Quem não se comunica não se liberta

Gurupá, 13 de março de 2006.
(versão atualizada em 25 de janeiro de 2016).

Caríssimos:


Eis que conheci os rádios SSB. Um projeto elaborado e finalizado no ano de 2000 proporcionou a compra de dezesseis terminais de rádios amadores de longo alcance para serem instalados no município de Gurupá. Placa solar, bateria, amplificador (se for o caso) e aparelho SSB propriamente dito foram os componentes de cada kit. Treze comunidades do interior, duas instituições na sede do município e uma na cidade de Belém do Pará foram os pontos escolhidos como pontos chaves de comunicação, cuja freqüência é fechada. Em tempo: licenciado pela ANATEL.


Foi uma verdadeira revolução. Espalhados estrategicamente por Gurupá, os rádios ajudaram a dirimir o isolamento entre comunidades. Mais do que isso, auxiliaram entidades como o Sindicato de Trabalhadores Rurais local a melhorar seu atendimento, facilitar as atividades da ONG FASE (na qual eu trabalhava), fazer lideranças se conhecerem um pouco mais entre si.


Socialmente, a comunicação interna municipal tem sido fundamental no atendimento médico aos produtores agroextrativistas pela secretaria de saúde. Parentes passaram a saber de detalhes sobre o falecimento de entes queridos e conhecidos, homens tiveram a felicidade de saber que eram pais, negócios foram fechados, invasões madeireiras foram avisadas, articulações mil foram feitas, otimizando e dinamizando as ações do movimento popular.


A listagem de vantagens gerada pelos rádios SSB é grande, não cabendo aqui a descrição de sua totalidade. Desde conversas sérias, agoniadas ou de trivialidade, as informações se multiplicam no início da manhã e final de tarde de todos os dias. Com o devido respeito às normas de conduta para o bom uso do aparelho, tudo se fala e tudo se liberta.
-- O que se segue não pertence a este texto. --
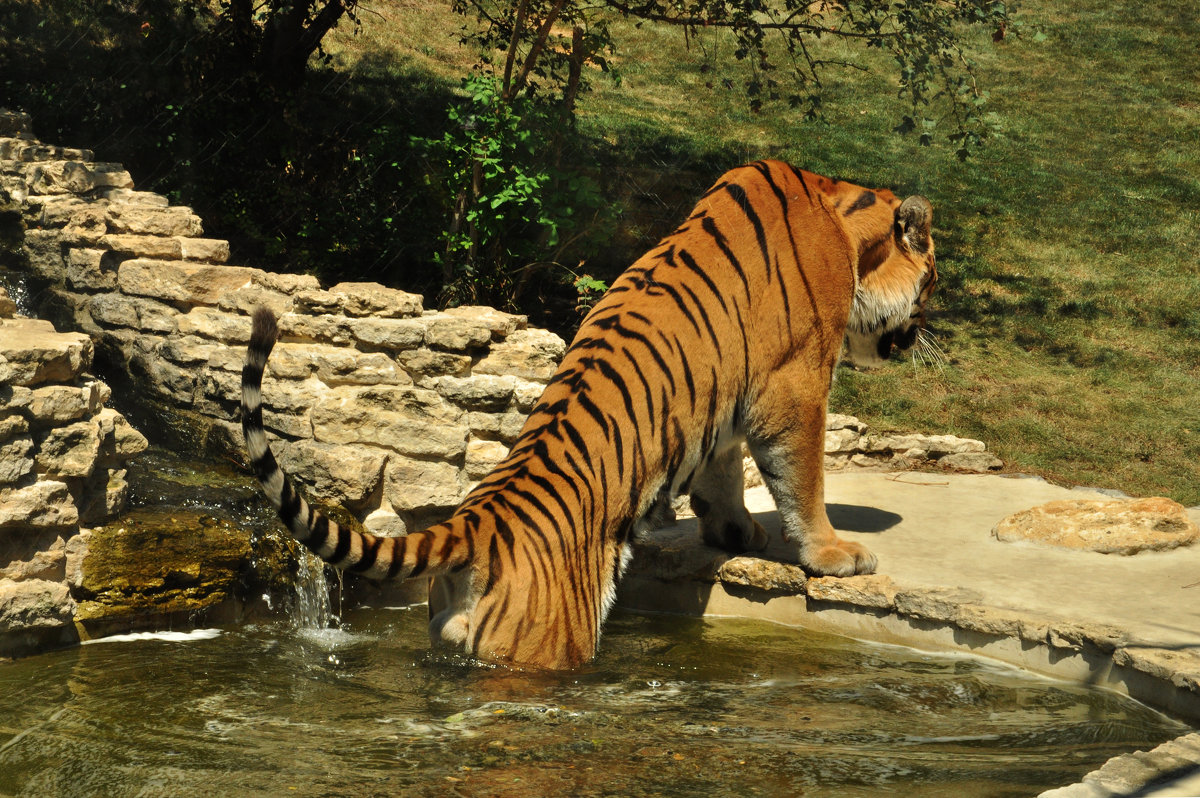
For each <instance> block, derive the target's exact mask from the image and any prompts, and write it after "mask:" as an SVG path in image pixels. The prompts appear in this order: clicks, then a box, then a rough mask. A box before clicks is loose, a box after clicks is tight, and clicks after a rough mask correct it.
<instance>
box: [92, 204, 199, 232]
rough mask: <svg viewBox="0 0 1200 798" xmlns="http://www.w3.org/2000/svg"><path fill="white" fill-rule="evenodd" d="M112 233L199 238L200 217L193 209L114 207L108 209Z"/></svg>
mask: <svg viewBox="0 0 1200 798" xmlns="http://www.w3.org/2000/svg"><path fill="white" fill-rule="evenodd" d="M108 232H110V233H133V234H139V235H166V236H175V235H182V236H199V235H200V234H202V233H204V226H203V223H202V222H200V217H199V216H197V215H196V214H193V212H192V209H191V208H185V206H182V205H173V206H168V208H157V206H146V205H140V204H138V205H124V204H113V205H112V206H110V208H109V210H108Z"/></svg>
O pai vigia diariamente o filho que mora na floresta lá da cidade. O comunitário quer saber que dia é o treinamento tal. Curiosos querem se antecipar no conhecimento das eleições municipais. Informação é poder. Gurupá ficou poderoso. Bom silogismo. O que é interessante é que o orçamento do projeto que obteve os rádios foi aproximadamente R$100.000,00, envolvendo além dos equipamentos, despesas com deslocamento e pagamento do técnico que realizaram as instalações. Existem aparelhos que nunca necessitaram de conserto, desde a sua aquisição. Telefones avançados da EMBRATEL vivem no “prego” e algumas vezes abandonados em sua manutenção pela empresa. Não entendo como se aplicam recursos em micaretas e festivais de músicos para apenas uma noite, cujos mesmos gastos poderiam estruturar o meio rural de alguma forma. Atualmente, cada par de rádio licenciado custa R$13.600,00 (valores do ano de 2015 - peguei tais os preços da loja C Borges, em Manaus).


Apesar da praticidade e funcionalidade, pouco se avançou em termos de radiofonia. Tá certo, chegaram os aparelhos celulares, mas para quem soube da história de uma localidade chamada “Só Jesus” de tão longe de sua sede municipal, vejo que há muita demanda, mas pouca vontade governamental em disseminar o bom e velho instrumento de informação: o rádio. A comunicação é infelizmente um sonho de consumo de inúmeras comunidades locais para se enxergarem mais livres, pois assim como acontece com quem não se alfabetiza, quem não se comunica, não se liberta.